An audit of their assets would take place next year and on a rotating basis in subsequent years, the official Xinhua news agency said on Monday night.
Like London or Washington, Beijing is home to both a national and a city government. Corruption at the national level offers access to greater amounts of money and power but local-level corruption is usually a much larger irritant in citizens’ daily lives.
Municipal graft in Beijing has been exacerbated by the flow of national fiscal resources into the Chinese capital and a property bubble that gives officials in charge of zoning potential opportunities to accumulate riches.
Xi Jinping, the Chinese president, has pledged to catch both powerful “tigers” and lower-ranking “flies” in an anti-corruption purge now in its fourth year.
However, China has so far not required public disclosure of assets held by officials or their families. Briefings to foreign journalists after last month’s Communist party plenum indicated there were no immediate plans for such “sunshine laws”.

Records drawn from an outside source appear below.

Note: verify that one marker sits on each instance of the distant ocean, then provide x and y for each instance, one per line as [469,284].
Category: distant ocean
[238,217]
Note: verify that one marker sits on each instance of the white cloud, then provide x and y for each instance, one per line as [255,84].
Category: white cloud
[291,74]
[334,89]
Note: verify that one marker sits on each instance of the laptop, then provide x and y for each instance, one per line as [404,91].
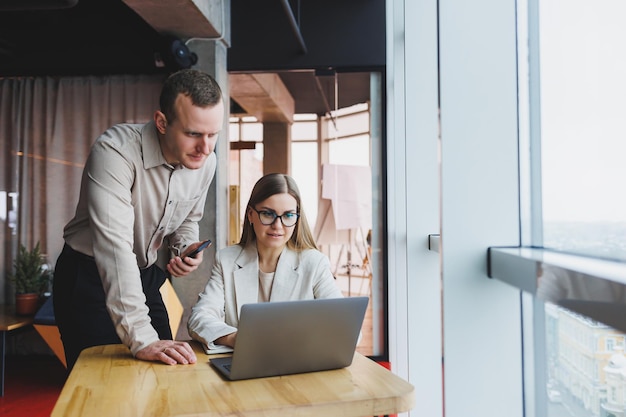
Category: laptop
[289,337]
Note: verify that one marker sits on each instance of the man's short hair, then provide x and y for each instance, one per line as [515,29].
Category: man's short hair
[203,90]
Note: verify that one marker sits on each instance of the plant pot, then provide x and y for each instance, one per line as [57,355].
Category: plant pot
[26,304]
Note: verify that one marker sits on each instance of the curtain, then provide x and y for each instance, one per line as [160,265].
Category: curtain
[47,126]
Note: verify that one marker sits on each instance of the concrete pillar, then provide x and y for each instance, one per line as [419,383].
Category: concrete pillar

Some have criticised the government strategy, saying it will be ineffective in the absence of appropriate laws and robust institutions. Anti-corruption measures and attempts to repatriate fugitive officials “should also aim to enhance checks and balances to prevent the abuse of power and increase awareness of the value of integrity”, Hu Shuli, chief editor of the reform-minded financial publication Caixin, wrote in an editorial this week.
The Xinhua announcement follows an initiative earlier this year to track business networks across the country that are controlled by the families of officials in some of China’s largest cities.
Chinese media avoid reporting most corruption allegations involving officials at the level of national ministers or higher, unless the party has denounced the official.
But four years of high-profile anti-corruption cases have revealed that assets are often held in the names of officials’ relatives. Many corrupt or simply ambitious officials also form an association with a private businessman who acts as a go-between, arranging favours and helping with any other needs.
Foreigners living in the Chinese capital are usually immune from the bureaucratic rent-seeking or police shakedowns that haunt Chinese citizens. But in recent years, there have been cases where foreign residents of Beijing’s gated villa communities have fallen foul of corrupt property management companies that belong to military families’ patronage networks, with some forced from their homes following disputes.